This post describes a pattern of abstraction that is common in mathematics, which I haven’t seen described in explicit terms elsewhere. I would appreciate pointers to any existing discussions. Also, I would appreciate more examples of this phenomenon, as well as corrections and other insights!
Note on prerequisites for this post: in the opening example below, I assume familiarity with linear algebra and plane geometry, so this post probably won’t make much sense without at least some superficial knowledge of these subjects. In the second part of the post, I give a bunch of further examples of the phenomenon, but these examples are all independent, so if you haven’t studied a particular subject before, that specific example might not make sense, but you can just skip it and move on to the ones you do understand.
There is something peculiar about the dependency of the following concepts in math:
Pythagorean theorem
Law of cosines
Angle between two vectors
Dot product
Inner product
In the Euclidean geometry of R2 (the plane) and R3 (three-dimensional space), one typically goes through a series of steps like this:
We take the right angle to have angle π/2 and calculate other angles in terms of this one.
The Pythagorean theorem allows us to prove the law of cosines (there are many proofs of the law of cosines, but this is one way to do it).
Now we make the Cartesian leap to analytic geometry, and start treating points as strings of numbers in some coordinate system.
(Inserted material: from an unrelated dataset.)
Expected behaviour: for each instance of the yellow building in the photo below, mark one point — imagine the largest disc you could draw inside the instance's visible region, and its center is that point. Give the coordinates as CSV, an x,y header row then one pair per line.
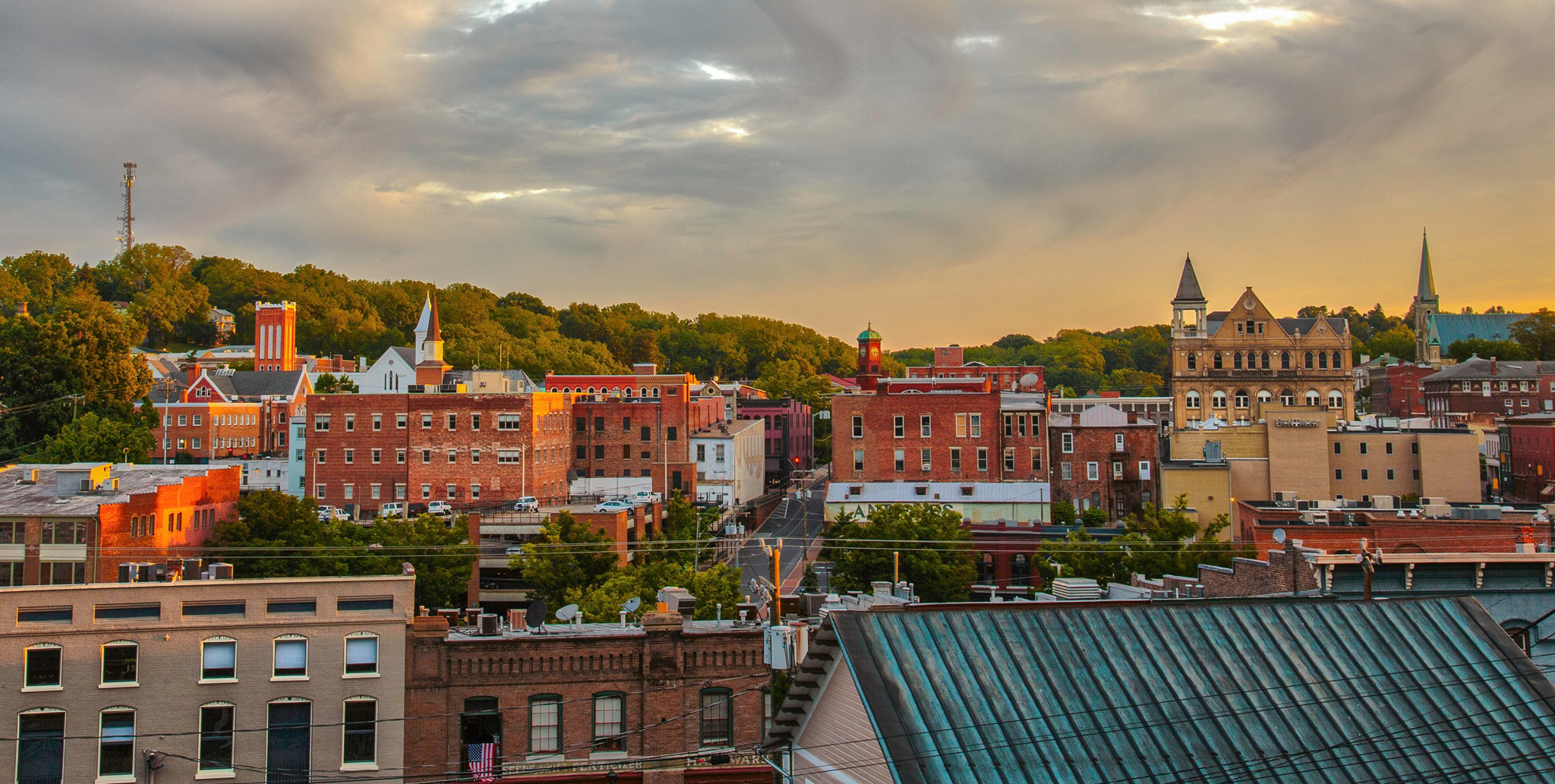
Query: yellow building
x,y
1227,366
In particular, the Pythagorean theorem now gives us a formula for the distance between two points, and the law of cosines can also be restated in terms of coordinates.
Playing around with the law of cosines (stated in terms of coordinates) yields the formulax1y1+x2y2=∥(x1,x2)∥∥(y1,y2)∥cosθ, where (x1,x2) and (y1,y2) are two vectors and θ is the angle between them (and similarly for three dimensions), which motivates us to define the dot product (as being precisely this quantity).
In other words, we take angle and distance as primitive, and derive the inner product (which is the dot product in the case of Euclidean spaces).
But now, consider what we do in (abstract) linear algebra:
We have a vector space, which is a structured space satisfying some funny axioms.
We define an inner product ⟨v,w⟩ between two vectors v and w, which again satisfies some funny properties.
Using the inner product, we define the length of a vector v as ∥v∥=√⟨v,v⟩, and the distance between two vectors v and w as ∥v−w∥.
Using the inner product, we define the angle between two non-zero vectors v and w as the unique number θ∈[0,π] satisfying cosθ=⟨v,w⟩∥v∥∥w∥.
Using these definitions of length and angle, we can now verify the Pythagorean theorem and law of cosines.
In other words, we have now taken the inner product as primitive, and derived angle, length, and distance from it.
Here is a shot at describing the general phenomenon:
We start in a concrete domain, where we have two notions A and B, where A is a definition and B is some theorem. (In the example above, A is length/angle and B is the inner product, or rather, B is the theorem which states the equivalence of the algebraic and geometric expressions for the dot product.)
We find some abstractions/generalizations of the concrete domain.
We realize that in the abstract setting, we want to talk about A and B, but it’s not so easy to see how to talk about them (because the setting is so abstract).
At some point, someone realizes that instead of trying to define A directly (as in the concrete case), it’s better to generalize/”find the principles” that make B tick. We factor out these principles as axioms of B.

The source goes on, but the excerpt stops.